Quote: “We are looking at a 7% or higher stake in the startup we invest in,” founding partner of investment firm Apoorva Ranjan Sharma told us.
Wallet: Sharma said 9Unicorns has invested nearly $ 45-50 million in various startups, such as Vedantu, Shiprocket, Biddano, BluSmart, IGP.com, Faarms, Instoried, and GoQii.
Other offers made
■ Skillmatics, a direct-to-consumer (D2C) brand for educational products and games, has raised $ 16 million in a financing round led by Sofina Ventures, with the participation of existing investors Sequoia Capital India and Jalaj Dani Family Office.

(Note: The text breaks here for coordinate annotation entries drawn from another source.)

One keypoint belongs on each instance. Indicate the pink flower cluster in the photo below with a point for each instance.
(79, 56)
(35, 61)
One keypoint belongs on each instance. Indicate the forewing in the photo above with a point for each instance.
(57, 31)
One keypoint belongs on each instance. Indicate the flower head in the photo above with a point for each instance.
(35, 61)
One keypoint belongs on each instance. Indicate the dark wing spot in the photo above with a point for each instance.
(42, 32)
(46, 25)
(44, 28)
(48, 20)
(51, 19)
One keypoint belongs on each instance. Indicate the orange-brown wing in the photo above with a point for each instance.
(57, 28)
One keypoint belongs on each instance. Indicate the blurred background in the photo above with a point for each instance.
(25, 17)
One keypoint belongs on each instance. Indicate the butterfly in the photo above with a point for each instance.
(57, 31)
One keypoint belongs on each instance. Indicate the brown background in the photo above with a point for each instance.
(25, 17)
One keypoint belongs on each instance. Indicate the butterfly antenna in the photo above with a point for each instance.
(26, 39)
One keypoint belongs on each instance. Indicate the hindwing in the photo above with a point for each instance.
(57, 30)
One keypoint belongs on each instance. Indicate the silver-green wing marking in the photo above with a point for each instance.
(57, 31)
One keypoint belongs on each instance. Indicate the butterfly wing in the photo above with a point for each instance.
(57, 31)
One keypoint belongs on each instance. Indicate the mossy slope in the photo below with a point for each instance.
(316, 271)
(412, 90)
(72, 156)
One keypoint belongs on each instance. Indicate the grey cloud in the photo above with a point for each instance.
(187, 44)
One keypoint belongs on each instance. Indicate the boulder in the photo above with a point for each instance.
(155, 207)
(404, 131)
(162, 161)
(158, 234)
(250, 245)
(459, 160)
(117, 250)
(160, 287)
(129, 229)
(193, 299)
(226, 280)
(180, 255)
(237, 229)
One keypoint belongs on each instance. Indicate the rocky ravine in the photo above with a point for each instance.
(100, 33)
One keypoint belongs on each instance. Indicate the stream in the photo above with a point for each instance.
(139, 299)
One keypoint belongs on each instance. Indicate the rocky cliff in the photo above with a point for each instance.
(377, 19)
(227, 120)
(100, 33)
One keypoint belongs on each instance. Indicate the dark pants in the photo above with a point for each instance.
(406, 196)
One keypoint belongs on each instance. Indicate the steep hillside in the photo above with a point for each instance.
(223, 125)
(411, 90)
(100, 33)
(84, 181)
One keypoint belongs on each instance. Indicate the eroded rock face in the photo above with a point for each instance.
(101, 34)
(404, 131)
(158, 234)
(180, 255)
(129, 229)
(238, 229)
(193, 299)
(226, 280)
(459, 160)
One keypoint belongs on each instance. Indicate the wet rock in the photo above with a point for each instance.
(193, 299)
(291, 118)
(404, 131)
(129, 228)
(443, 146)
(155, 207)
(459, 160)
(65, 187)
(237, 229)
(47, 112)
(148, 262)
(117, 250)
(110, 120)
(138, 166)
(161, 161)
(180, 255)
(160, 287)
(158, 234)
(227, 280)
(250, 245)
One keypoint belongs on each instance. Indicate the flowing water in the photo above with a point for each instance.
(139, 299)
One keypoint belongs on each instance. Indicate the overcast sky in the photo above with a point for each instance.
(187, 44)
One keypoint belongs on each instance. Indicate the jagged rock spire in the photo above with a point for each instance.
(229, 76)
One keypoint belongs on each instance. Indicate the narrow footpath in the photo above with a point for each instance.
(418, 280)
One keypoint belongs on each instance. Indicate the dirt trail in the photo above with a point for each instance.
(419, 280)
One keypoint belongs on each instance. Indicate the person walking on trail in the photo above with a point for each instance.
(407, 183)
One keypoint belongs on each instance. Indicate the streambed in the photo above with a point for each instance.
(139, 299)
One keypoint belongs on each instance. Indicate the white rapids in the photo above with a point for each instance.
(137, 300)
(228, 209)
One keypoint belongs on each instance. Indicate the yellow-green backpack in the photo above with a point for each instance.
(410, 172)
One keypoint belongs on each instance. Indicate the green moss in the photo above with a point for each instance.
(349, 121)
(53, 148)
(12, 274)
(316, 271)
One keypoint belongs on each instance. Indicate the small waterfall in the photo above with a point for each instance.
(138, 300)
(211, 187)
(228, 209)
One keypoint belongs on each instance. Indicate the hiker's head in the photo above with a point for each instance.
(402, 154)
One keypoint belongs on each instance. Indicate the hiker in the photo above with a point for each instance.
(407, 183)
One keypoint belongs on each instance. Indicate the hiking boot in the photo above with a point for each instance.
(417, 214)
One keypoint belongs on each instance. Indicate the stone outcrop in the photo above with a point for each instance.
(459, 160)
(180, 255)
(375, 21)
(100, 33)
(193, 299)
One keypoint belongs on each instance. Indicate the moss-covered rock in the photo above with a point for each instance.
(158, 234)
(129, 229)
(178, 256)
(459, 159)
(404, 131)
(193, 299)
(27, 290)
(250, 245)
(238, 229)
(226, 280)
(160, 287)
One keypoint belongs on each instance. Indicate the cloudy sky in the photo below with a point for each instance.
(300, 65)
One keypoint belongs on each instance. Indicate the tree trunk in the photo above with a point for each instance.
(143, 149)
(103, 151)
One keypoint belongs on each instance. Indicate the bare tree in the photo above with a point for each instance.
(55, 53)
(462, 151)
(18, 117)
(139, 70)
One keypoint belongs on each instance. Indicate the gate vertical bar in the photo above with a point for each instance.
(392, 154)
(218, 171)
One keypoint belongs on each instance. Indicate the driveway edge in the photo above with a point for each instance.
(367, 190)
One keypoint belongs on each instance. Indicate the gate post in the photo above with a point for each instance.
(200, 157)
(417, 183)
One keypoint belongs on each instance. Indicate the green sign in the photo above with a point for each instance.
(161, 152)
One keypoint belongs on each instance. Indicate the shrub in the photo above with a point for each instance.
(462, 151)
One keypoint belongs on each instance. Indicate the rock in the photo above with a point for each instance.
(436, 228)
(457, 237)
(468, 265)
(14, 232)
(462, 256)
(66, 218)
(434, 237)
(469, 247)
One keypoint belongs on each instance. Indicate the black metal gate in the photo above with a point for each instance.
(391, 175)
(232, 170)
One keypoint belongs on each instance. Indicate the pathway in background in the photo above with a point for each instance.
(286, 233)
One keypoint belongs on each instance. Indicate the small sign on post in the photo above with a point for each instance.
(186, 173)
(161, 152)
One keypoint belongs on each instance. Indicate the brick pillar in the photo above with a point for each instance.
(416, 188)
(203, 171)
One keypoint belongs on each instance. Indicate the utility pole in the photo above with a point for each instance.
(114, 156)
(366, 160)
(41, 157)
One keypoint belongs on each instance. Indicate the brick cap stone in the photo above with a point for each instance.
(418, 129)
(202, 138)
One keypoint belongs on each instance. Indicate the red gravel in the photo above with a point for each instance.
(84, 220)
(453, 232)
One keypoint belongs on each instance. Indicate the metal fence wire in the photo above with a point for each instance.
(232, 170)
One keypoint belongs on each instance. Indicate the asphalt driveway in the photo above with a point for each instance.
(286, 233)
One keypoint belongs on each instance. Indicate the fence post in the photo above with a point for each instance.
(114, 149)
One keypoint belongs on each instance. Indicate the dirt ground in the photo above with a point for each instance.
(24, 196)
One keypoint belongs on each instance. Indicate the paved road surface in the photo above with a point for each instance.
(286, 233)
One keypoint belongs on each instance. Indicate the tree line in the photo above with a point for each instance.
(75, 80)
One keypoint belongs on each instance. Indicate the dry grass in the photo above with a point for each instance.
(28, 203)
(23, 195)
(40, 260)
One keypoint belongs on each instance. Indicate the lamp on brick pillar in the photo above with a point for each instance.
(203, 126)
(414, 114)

■ The travel and hospitality technology platform Oyo said yes the acquisition of the European company “Direct Booker” with the transaction valuing the latter at around $ 5.5 million (Rs 40 crore). Direct Booker has more than 3,200 homes and has served 20 lakh customers so far, Oyo said.
■ Gemba Capital, a micro venture capital firm, said it did made an initial close of Rs 75 crore for its first fund. Gemba announced an inaugural corpus of $ 10 million (Rs 77.48 crore) in September last year. Up to 50% of the capital will be invested in fintech and SaaS startups, while the remainder will be distributed across a variety of industries, including web3, gaming, deep tech, healthcare and B2B commerce.
TWEET OF THE DAY
Other main stories from our reporters
Bullish Salesforce on India: Believes Salesforce, an American cloud-based software company India represents a “huge white space” that offers tremendous room for growth and has increased the number of employees to take advantage of this opportunity, Arun Parameswaran, senior vice president and chief executive officer of sales and distribution at Salesforce India, told ET.
Uber to cut costs, CEO tells staff: He wants Uber cut costs and focus on becoming a leaner company in response to a “seismic shift” in investor sentiment, according to an email to employees of chief executive Dara Khosrowshahi.
Global choices we are reading
■ India’s VPN crackdown demonstrates growing attention to mass surveillance (rest of the world)
■ ‘Cryptocurrency Reports’: London thieves target digital investors by taking phones (The Guardians)
■ Apple engineers in China continue to flow products as Covid excludes US personnel (WSJ)
Today’s ETtech Morning Dispatch was curated by Zaheer Merchant in Mumbai and Judy Franko in New Delhi. Graphics and illustrations by Rahul Awasthi.